NEW DELHI: Prime Minister Manmohan Singh said on Wednesday that India was continuing to talk to Pakistan to normalise ties, but the latter was faltering on its part of the bargain with regard to terrorism.
Addressing the Lok Sabha where he berated the Bharatiya Janata Party for using foul language against him and his party, Dr Singh drew a rosy picture of his domestic and foreign policy measures.
“Our dialogue with Pakistan continues in order to normalise our relations: promote bilateral cooperation and people-to-people contacts; and resolve outstanding issues,” Dr Singh said towards the end of his speech before winning a key vote on government’s policies. He described the recent flare-up on the Line of Control as a negative influence on the dialogue process.
“Progress has been possible in some areas like trade and people-to-people contacts. But incidents such as the barbaric manner in which two Indian soldiers were killed on the Line of Control in January vitiate the atmosphere and cast a shadow on the bilateral dialogue process.
“Further, we are yet to see tangible progress in dismantling the terrorism infrastructure in Pakistan and in bringing to justice the perpetrators of the Mumbai terror attack of November 2008. Normal, good-neighbourly relations between India and Pakistan — free from the threat of violence, and enhanced bilateral economic cooperation — would be in our mutual interest. We also expect Pakistan to take steps to create a conducive environment to take the process of normalisation forward,” Dr Singh said.
India has an abiding interest in a stable, strong, united, democratic and prosperous Afghanistan, which is no longer a safe haven for terrorism.
“As Afghanistan undergoes political, economic and security transitions in 2014 and beyond, we will continue to help build Afghan capabilities to evolve peacefully and fight terrorism and extremism,” the prime minister said.

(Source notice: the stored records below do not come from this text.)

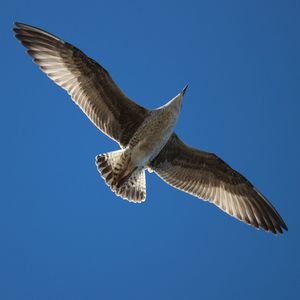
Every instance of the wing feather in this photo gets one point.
(206, 176)
(89, 84)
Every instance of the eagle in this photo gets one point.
(146, 137)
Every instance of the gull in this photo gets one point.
(146, 137)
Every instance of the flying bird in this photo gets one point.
(146, 137)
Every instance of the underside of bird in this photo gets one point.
(125, 181)
(199, 173)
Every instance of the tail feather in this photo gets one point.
(111, 165)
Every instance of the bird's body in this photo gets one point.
(154, 132)
(146, 137)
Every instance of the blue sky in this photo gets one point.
(64, 235)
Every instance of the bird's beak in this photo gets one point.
(184, 90)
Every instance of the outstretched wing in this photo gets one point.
(206, 176)
(89, 85)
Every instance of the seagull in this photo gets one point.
(146, 137)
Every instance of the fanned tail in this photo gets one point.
(112, 166)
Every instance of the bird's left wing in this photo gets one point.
(206, 176)
(89, 84)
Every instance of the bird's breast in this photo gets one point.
(152, 136)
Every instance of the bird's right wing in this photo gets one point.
(206, 176)
(89, 84)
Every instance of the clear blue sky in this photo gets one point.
(64, 235)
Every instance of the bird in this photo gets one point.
(146, 138)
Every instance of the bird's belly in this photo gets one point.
(151, 138)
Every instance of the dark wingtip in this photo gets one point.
(184, 90)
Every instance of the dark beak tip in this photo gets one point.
(184, 89)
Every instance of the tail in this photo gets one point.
(126, 183)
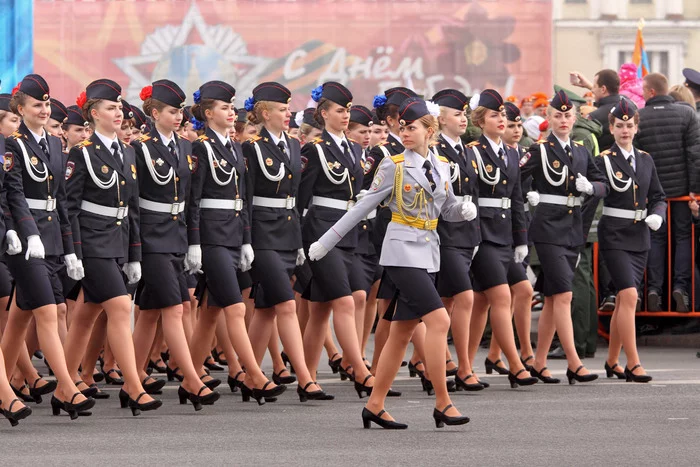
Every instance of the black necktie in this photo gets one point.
(429, 173)
(173, 151)
(346, 151)
(229, 146)
(44, 147)
(116, 153)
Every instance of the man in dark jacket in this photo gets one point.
(606, 90)
(671, 134)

The Indian government is under pressure from its Tamil deputies to support a US-led resolution against Sri Lanka’s human rights record against Jaffna Tamils. The prime minister hedged his bets on how India would vote.
“As regards the issue of a draft resolution expected to be tabled by the United States at the forthcoming session of the UN Human Rights Council in Geneva, our decision will depend on the substance of the final text tabled in the council. We will, however, be guided by our consistent position that we support proposals that seek to advance the achievement of a future for the Tamil community in Sri Lanka that is marked by equality, dignity, justice and self respect.”
Responding to concerns raised by the deputies on the alleged threat India faces from China, Dr Singh played down the issue.
“In my view, there is enough space in the world today for both countries to achieve their developmental aspirations. While we do have differences over the border issue, since 1988 we have evolved mechanisms to address the issue and to maintain peace and tranquillity on the border.”